INDIANAPOLIS (AP) — Andrew Luck has a knack for overcoming obstacles.
He made the transition from Peyton Manning look seamless. He made the low rookie expectations look ridiculous. He turned doubters into believers, and in less than four seasons Luck has seen his stock soar.
Now he's about to face a new challenge. For the first time in his pro career, Luck is dealing with questions about a sore right arm and whether his health will allow him to continue bailing out the Colts. He'll get a chance to answer the critics Sunday against Jacksonville.
"You've got to be on the field if you're helping your team, so that's always the goal," Luck said.
Clearly, Luck has not been himself this season. He's thrown seven interceptions and his 30 turnovers over the past 19 regular-season games are both league highs.
But, somehow, Luck always seems to find a way to rally the team.
Last week, it was a fourth-quarter comeback at Tennessee — perhaps after he got hurt — that saved Indy's season and created a four-way tie atop the AFC South. This week, Luck intends to break the logjam by beating up on division foes again.

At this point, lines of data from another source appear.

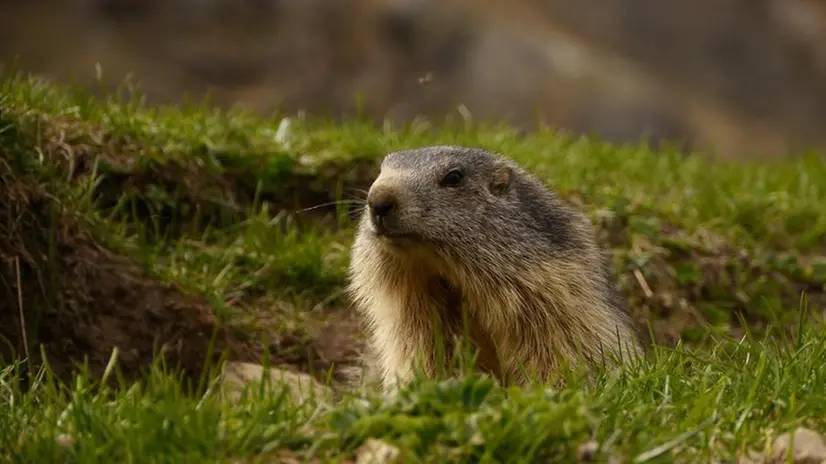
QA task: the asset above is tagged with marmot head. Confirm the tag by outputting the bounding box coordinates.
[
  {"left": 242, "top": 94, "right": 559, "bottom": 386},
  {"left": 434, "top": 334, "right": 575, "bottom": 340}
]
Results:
[{"left": 359, "top": 145, "right": 583, "bottom": 264}]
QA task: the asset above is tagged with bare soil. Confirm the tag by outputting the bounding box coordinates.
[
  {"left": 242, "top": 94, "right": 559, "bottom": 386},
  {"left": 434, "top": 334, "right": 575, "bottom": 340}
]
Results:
[{"left": 0, "top": 174, "right": 248, "bottom": 384}]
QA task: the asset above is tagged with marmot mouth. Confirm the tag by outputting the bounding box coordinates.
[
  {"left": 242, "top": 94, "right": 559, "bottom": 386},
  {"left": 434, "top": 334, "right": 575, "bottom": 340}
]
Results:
[
  {"left": 374, "top": 230, "right": 411, "bottom": 240},
  {"left": 365, "top": 217, "right": 428, "bottom": 248},
  {"left": 371, "top": 229, "right": 422, "bottom": 247}
]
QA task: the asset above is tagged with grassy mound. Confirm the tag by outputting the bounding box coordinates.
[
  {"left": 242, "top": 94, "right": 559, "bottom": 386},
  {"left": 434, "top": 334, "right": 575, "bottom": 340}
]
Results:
[
  {"left": 0, "top": 98, "right": 261, "bottom": 385},
  {"left": 1, "top": 70, "right": 825, "bottom": 461}
]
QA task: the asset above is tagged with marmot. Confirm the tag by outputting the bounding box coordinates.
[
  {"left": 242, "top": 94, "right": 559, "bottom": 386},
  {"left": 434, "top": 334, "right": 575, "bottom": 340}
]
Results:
[{"left": 347, "top": 145, "right": 641, "bottom": 392}]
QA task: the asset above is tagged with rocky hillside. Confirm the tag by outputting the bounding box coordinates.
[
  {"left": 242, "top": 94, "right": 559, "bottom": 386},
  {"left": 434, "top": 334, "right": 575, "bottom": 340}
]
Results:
[{"left": 2, "top": 0, "right": 826, "bottom": 156}]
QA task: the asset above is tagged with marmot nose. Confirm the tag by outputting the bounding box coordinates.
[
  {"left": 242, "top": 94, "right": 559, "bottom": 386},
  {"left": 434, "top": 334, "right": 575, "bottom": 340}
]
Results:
[
  {"left": 367, "top": 188, "right": 397, "bottom": 228},
  {"left": 369, "top": 199, "right": 395, "bottom": 218}
]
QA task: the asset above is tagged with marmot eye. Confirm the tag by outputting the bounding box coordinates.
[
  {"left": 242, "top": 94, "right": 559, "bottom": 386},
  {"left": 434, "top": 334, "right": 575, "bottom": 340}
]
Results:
[{"left": 441, "top": 169, "right": 463, "bottom": 187}]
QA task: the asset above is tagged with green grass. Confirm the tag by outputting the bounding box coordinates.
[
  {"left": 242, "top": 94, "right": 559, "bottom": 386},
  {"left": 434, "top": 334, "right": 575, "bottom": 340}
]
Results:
[
  {"left": 1, "top": 70, "right": 825, "bottom": 462},
  {"left": 3, "top": 326, "right": 826, "bottom": 462}
]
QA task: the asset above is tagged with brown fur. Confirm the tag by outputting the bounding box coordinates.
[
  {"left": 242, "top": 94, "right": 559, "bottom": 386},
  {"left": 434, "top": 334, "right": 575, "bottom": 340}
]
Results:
[{"left": 347, "top": 145, "right": 641, "bottom": 392}]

"When you're playing a divisional opponent, when you're playing the Colts who you know have won 13 straight division games in a row, you want to be able to go out and perform well," Jaguars quarterback Blake Bortles said.
Actually, it's 14 in a row, a number that has put the Colts (1-2) on the cusp of history.
From 1972-73, Miami won an NFL record 15 consecutive games against opponents in its own division, according to STATS. Since realignment in 2002, Luck and Manning share the distinction as being the only quarterbacks to win 14 consecutive games against one division.
To keep the streak alive, it's going to take the whole team to help Luck stand tall and stay healthy.
"I know with their record some would say the Colts are struggling," Jags coach Gus Bradley. "It looked like they really started to pick it up in that Tennessee game. Just watching that tape, especially last week, they're still a very, very impressive team."
Here are some other things to watch Sunday:
GROUND GAME: One way to protect Luck would be featuring running back Frank Gore. He's coming off his best performance with the Colts — 14 carries, 86 yards, two TDs. But it's unclear who Gore would share the workload with. The only other running backs with carries this season, Josh Robinson and Tyler Varga, are also battling injuries. Jacksonville has only allowed one 100-yard rusher in its last 15 road games.
TIGHTEN UP: Bortles has only hooked up with one of the four tight ends on the Jags roster. Clay Harbor has three catches for 43 yards. Free-agent acquisition Julius Thomas hasn't played because of a finger injury, though he could return this week. Longtime starter Marcedes Lewis still hasn't caught a pass. Given Indy's struggles last season against athletic tight ends, the Jags would be smart to challenge Indy's pass coverage in the middle of the field.
MILESTONE MAN: Adam Vinatieri owns four Super Bowl rings and plenty of records. He'll be chasing more this weekend. One week after becoming the league's No. 3 scorer, Vinatieri is within striking distance of three prominent achievements. He needs one field goal to break a tie with John Carney for the fourth-most field goals in league history (478), two points to break Mike Vanderjagt's franchise scoring record (995) and six points to become the first player in league history to score 1,000 points with two teams.
WAKE-UP CALL: A week ago, the Jaguars defense gave up 51 points and allowed New England to score on each of its first nine possessions. That must be dramatically better this week against an offense that is struggling and a quarterback who is hurting.
ANDRE THE SHRINKING GIANT: Colts receiver Andre Johnson was supposed to give Indy's offense a boost. So far, he has seven receptions for 51 yards, a 7.3-yard average, and no TDs. Last week, for the first time in a decade, Johnson was shut out. Don't be surprised if the Colts make a concerted effort to get Johnson more involved this week.